Disney’s race-swapped Little Mermaid a flop in China—possibly worst 2023 opening: report

The film has earned only $13,000 in Chinese pre-sales.

Joshua Young North Carolina

Disney's new The Little Mermaid film, starring black actress Halle Bailey as the main character Ariel, has a Chinese poster that obscures the character's race, as the film is on track to flop in the Communist-led country.

According to Comic Book Resources, "the film is likely to be Disney's worst-performing Chinese release this year," and has only earned $13,000 in pre-sales.

In comparison, Cruella, the last Disney live-action adaptation to hit Chinese theaters, grossed 1.6 million upon opening, and Mulan grossed $307,000 in one day of presales and $23 million upon opening.

Disney has also created alternative marketing for the communist country by releasing a different poster than the one in the US. Elijah Schaffer on Twitter posted a side-by-side comparison and asked, "can you spot the difference."

Human Event's Jack Posobiec tweeted, "Disney's poster for the Little Mermaid in China speaks for itself" and another made it clear and noted that the actress's black skin was made blue.

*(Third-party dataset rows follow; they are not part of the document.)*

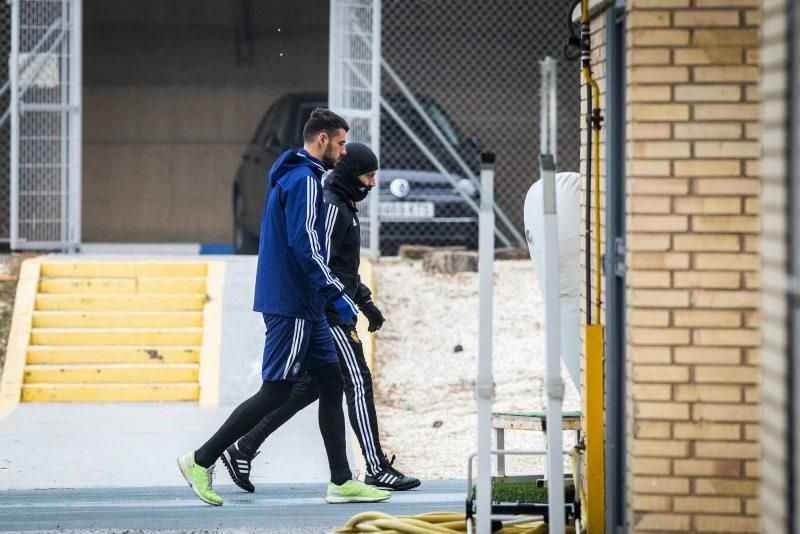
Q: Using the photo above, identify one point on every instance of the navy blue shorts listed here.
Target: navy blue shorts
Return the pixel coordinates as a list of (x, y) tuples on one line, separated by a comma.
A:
[(292, 345)]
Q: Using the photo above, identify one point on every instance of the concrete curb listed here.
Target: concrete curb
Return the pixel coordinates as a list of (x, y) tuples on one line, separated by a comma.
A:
[(212, 335), (19, 336)]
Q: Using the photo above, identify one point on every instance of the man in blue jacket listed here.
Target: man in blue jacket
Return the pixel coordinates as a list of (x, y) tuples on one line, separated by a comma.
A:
[(293, 286)]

This is not the first time Disney has downplayed a character's race in their marketing to China. Famously the black actor John Boyega, who played Finn in The Force Awakens, was reduced in prominence in the Chinese poster from the American poster.

According to Variety, in addition to minimizing Boyega, they cut out additional non-white characters entirely for the Chinese poster. 

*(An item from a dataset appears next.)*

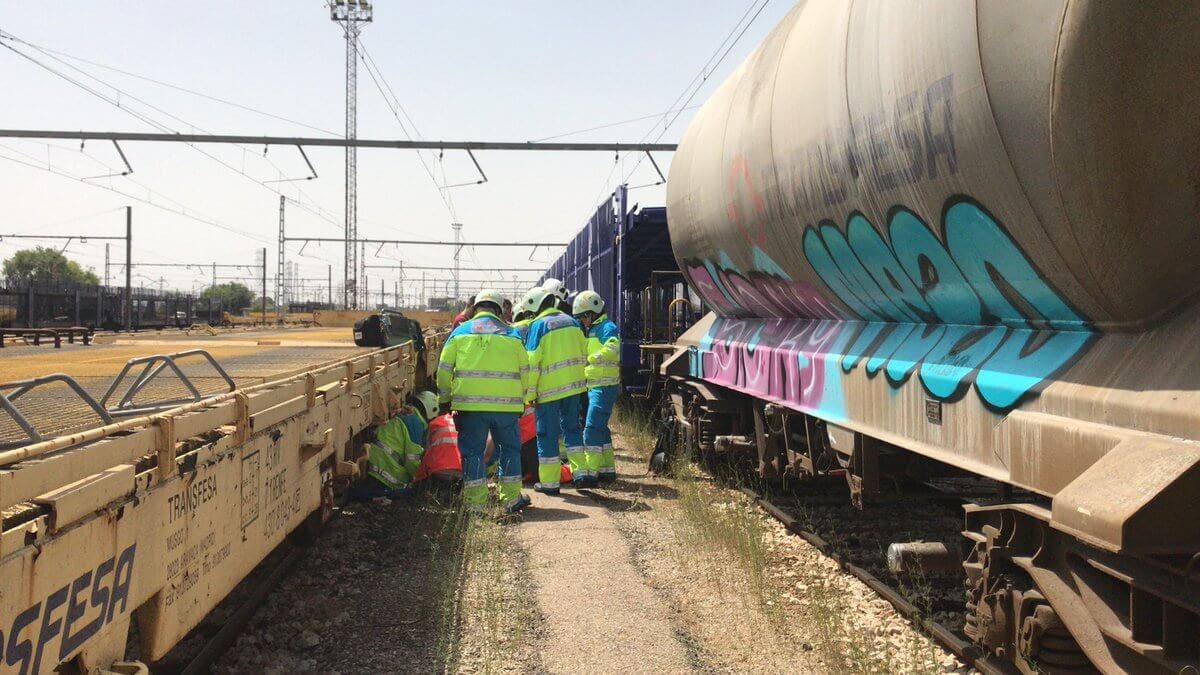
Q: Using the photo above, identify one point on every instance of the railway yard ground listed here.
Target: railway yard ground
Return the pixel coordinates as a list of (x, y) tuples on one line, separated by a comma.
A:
[(666, 574), (657, 573)]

According to CNN, Chinese state media denied the change was due to racism in the country.

Currently, The Little Mermaid sits at a 71 percent critics rating on Rotten Tomatoes.

The New York Post review said, "Despite real actors, CGI and brand new material, 'Mermaid' is the studio’s latest flesh-and-blood cash grab that’s more lifeless than far better two-dimensional painted drawings."

The Little Mermaid is one of a few Hollywood films to garner a release in China after the country had cracked down on US releases during the Covid pandemic.